茨城県内には水戸市、つくば市、日立市の三大都市があるが、その中でも水戸市は県庁所在地で県内随一の商業都市である。水戸市の人口・世帯数は、平成22年(’10)5月1日現在で、約26.5万人、約11.1万戸で微増傾向である。

地価動向に係る主な要因である土地取引件数は年々減少傾向を示し、住宅着工件数は平成19年(’07)に対前年比で-1,990件と大幅に減少し、その後同20年(’10)に-829件、同21年(’11)に-42件と年々減少数値が低くなり、やや持ち直し傾向が認められるが、全体的には不景気の中で、不動産市場は低迷が続いているのが現状である。特に商業地域においては郊外型商業施設の出店により客足の流れが変化し、住宅地域においては利便性、住環境の良否等により需要の二極化が進み、工業地域においては工場の統廃合、新規設備投資意欲の減退により需要が著しく低迷している。

北口で進む空洞化傾向

水戸市の中心商業地はJR「水戸」駅北口至近にある「マイム」(地価公示番号:水戸5-7)で、平成22年(’10)1月1日現在で1当たり39.6万円である。同駅北口側にある大型小売店舗(リヴィン水戸店)が平成21年(’09)3月に閉店し、その後店舗の出店がなく、未だに空き家のままになっており、同駅北口側広場の繁華性が損なわれている。また、同駅北口側の商業地域においては閉店や事務所ビルの旧式化に伴う空室率の増加等により空洞化が進行しており、地価も引き続き下落が続いている。


水戸駅北口の最高価格地点「マイム」

 


大型小売店舗(リヴィン)が撤退後、空室が続く商業ビル(正面)

 

一方、同駅南口広場に仮称「水戸駅南口ビル」建設が着工され、新たな商業施設ビルの誕生で顧客誘引力の強化に繋がることが期待されている。また、広い駐車場を有する新しい事務所ビルが多い同駅南口方向に人の流れが多くなりつつあり、同駅の南北広場付近が大きく変化しつつある。

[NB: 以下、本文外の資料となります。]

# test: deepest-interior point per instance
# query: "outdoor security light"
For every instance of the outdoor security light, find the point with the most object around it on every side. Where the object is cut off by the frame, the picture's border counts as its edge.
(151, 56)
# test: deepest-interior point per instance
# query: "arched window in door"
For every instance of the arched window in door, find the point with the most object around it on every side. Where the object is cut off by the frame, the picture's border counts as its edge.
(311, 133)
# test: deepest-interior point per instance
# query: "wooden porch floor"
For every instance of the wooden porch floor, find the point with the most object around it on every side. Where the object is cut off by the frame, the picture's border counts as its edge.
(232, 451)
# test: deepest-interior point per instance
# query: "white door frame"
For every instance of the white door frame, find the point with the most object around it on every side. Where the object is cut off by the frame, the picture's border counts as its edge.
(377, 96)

したがって、今後同駅の南・北口の地価水準の格差が次第に縮小していき、最高商業地が水戸駅南口に移る可能性が十分に考えられる。

 

 


新しいビルの建設などで、人の流れが多くなった駅南口地区

つくば地区は注目

茨城県内でも土地取引等が活発な都市としてはつくば市、守谷市、つくばみらい市等があり、いずれもつくばエクスプレス線沿線の都市で首都圏と直接結ばれており、地価上昇こそストップしたものの、今後宅地開発等が期待される地域であることから、地価動向についても注目していく必要がある。